The ill-fated invasion of Southern Ossetia has created a serious dilemma for Europe, Israel and Turkey to name but a few and reveals that by trying to isolate Russia it has in fact achieved the complete opposite!
“The parallel preparation for the Georgian offensive against South Ossetia and buildup of the US Navy presence in the Persian Gulf were seen by many analysts (in Tehran especially) as a prelude to a US attack against Iran. Under the circumstances, the devastation of the Georgian military infrastructure by the Russian army made the use of Georgia as a foothold for an operation targeting Iran much less probable, and thus reduced the threat of the US-Iranian armed conflict. Besides, Iran seized the opportunity opened as a result of the developments in the Caucasus to strengthen its own position in the European energy market.” — ‘Impact of Five-Day War on Global Energy’ by Igor Tomberg.

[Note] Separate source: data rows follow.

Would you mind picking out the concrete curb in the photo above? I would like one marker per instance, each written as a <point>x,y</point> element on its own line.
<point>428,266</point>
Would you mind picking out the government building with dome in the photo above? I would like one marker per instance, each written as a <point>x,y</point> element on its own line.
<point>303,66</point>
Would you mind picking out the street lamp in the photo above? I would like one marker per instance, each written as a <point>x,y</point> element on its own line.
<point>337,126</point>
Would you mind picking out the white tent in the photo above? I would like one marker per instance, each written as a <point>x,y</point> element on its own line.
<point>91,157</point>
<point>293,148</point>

And there’s worse (from a Western perspective):
“Besides, Tehran is increasingly exerting pressure on Europe in the framework of the “political support for energy” formula. Judging by the interview given by head of Nabucco Gas Pipeline International Reinhard Mitschek, the possibility of gas hunger gives Iran a chance to get heard in Europe. According to Mitschek, market studies show that potential exporters need more than 100% of the Nabucco capacity (up to 31 bn cu m of natural gas annually). Europe is interested in buying gas from Azerbaijan, Turkmenistan, Iraq, and Iran. Considering that Azerbaijan and Turkmenistan have no reserves sufficient to load a major pipeline, Iran remains the only potential source provided that massive investments are poured in gas production in the country.” (ibid)

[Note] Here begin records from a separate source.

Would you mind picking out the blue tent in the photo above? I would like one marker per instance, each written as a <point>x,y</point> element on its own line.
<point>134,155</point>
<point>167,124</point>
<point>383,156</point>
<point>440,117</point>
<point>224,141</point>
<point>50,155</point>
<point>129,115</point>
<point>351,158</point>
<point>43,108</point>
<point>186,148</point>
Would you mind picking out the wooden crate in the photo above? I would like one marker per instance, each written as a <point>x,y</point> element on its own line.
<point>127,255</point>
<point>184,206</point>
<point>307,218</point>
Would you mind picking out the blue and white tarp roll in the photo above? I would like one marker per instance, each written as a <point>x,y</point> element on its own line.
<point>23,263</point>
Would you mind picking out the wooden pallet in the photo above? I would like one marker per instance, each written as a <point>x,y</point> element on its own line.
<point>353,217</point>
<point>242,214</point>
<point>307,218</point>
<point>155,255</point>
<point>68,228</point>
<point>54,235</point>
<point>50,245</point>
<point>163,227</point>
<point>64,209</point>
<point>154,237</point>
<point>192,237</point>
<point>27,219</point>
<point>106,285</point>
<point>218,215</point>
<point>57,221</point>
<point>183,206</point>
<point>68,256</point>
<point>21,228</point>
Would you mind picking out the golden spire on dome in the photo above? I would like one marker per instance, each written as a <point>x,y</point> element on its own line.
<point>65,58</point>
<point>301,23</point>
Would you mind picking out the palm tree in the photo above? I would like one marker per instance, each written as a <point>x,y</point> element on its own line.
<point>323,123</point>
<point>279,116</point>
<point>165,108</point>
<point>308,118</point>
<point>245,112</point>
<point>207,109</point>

And as for Israel, well currently, 80% of Israel’s 300,000 bpd oil import are supplied by Russia, hence Israel’s involvement in supplying Georgia with $200 million of weapons but the Georgian invasion has screwed Israel up big time as the Georgia ‘adventure’ has jeopardized Israel’s access to the Baku-Tbilisi-Ceyhan pipeline (BTC), which is where Turkey fits in as it too generates revenue of $300,000 a day from the BTC.
The upshot of the US’s adventurist policies is that,
“Russia has…established itself as the only stable transit space connecting Europe, Central Asia, and the Caspian region. When the Baku-Tbilisi-Erzerum pipeline suspended shipments following the halt of BTC and Baku-Supsa, Georgia as a transit country drew another round of criticisms from the expert community. The August 13 report entitled “Turkey and the Problems with the BTC” presented by the Jamestown Foundation says: “…the long-term impact of the crisis is to throw into sharp relief the West’s assumptions about the expediency of using Georgian territory for oil and natural gas projects without taking Moscow’s views into consideration”.” (ibid)

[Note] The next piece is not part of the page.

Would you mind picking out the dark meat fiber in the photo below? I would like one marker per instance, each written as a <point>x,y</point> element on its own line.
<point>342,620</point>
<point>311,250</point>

US threats to Russia by sending warships to the Black Sea are essentially nothing more than publicity stunts to back up its propaganda war in the Western media and Russia knows it. Once more, the US ruling elite have proved themselves to be incompetent empire builders, doing great damage to their interests and especially to their so-called allies. In turn, this explains why the two leading European powers, France and Germany have been somewhat circumspect in their public utterences about ‘Russian aggression’.
Can Europe afford the United States (let alone the rest of the planet)? I think not, the ramifications of the Georgia ‘cross-border raid’ have yet to be fully felt, but in my opinion it has fundamentally changed global power relations and left the US weaker and its allies divided.